The facility’s internal combustion engine and generator.
Net Zero Wastewater
Through the recent upgrades, Hermitage has converted its wastewater treatment facilities from a system that experienced overflows to a system that is environmentally responsible. The current self-sustaining operations provide its own power while meeting a community need for beneficial reuse of residual wasted and expired food products.
More to Come
The City and Authority have made tremendous strides in energy and solids management, and are continuing in their commitment to being environmentally responsible by initiating a Phase III for their wastewater treatment facilities.
For the next phase, Hermitage is investigating additional uses for its generated biogas. The agencies contracted with RETTEW to provide a preliminary evaluation on the viability of converting biogas to compressed natural gas (CNG). The CNG would then be used as fuel to power CNG vehicles for the municipality’s use. Preliminary results demonstrated that Hermitage could generate substantial savings — in excess of $100,000 annually — by switching to a CNG-derived form of biogas.

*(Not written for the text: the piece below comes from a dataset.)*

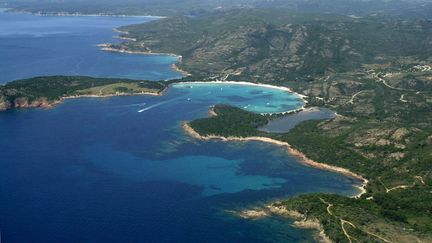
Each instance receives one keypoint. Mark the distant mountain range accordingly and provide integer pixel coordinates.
(405, 8)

Phase III of the upgrades will provide equipment to convert the biogas to CNG, as well as alter the City and Authority’s fleets to CNG vehicles. The biogas currently treated and sent to the CHP will be compressed and sent through a pressure swing absorption vessel for carbon dioxide removal. Hermitage will then compress the gas again, and keep it in a cascade storage system. After being odorized, the final product will be dispensed through a fast-fill dual dispenser. CNG dispensers operate like a typical gasoline dispenser, with the ability to track volume and cost and a keypad for user operation.
The agencies are currently pursuing funding opportunities to finance the biogas conversion to CNG and subsequent use. The project analysis, design, and permitting are slated to begin in 2015.
When the personnel at The City of Hermitage and The Hermitage Authority began to address an inflow and infiltration issue years ago, they began the journey to renewable energy. Now, the agencies are looking to generate their entire electrical power needs as well as fuel for their fleet vehicles, all while continuing to meet the needs of local residents and businesses. Hermitage is an example of how far a commitment to advanced water treatment technology can go.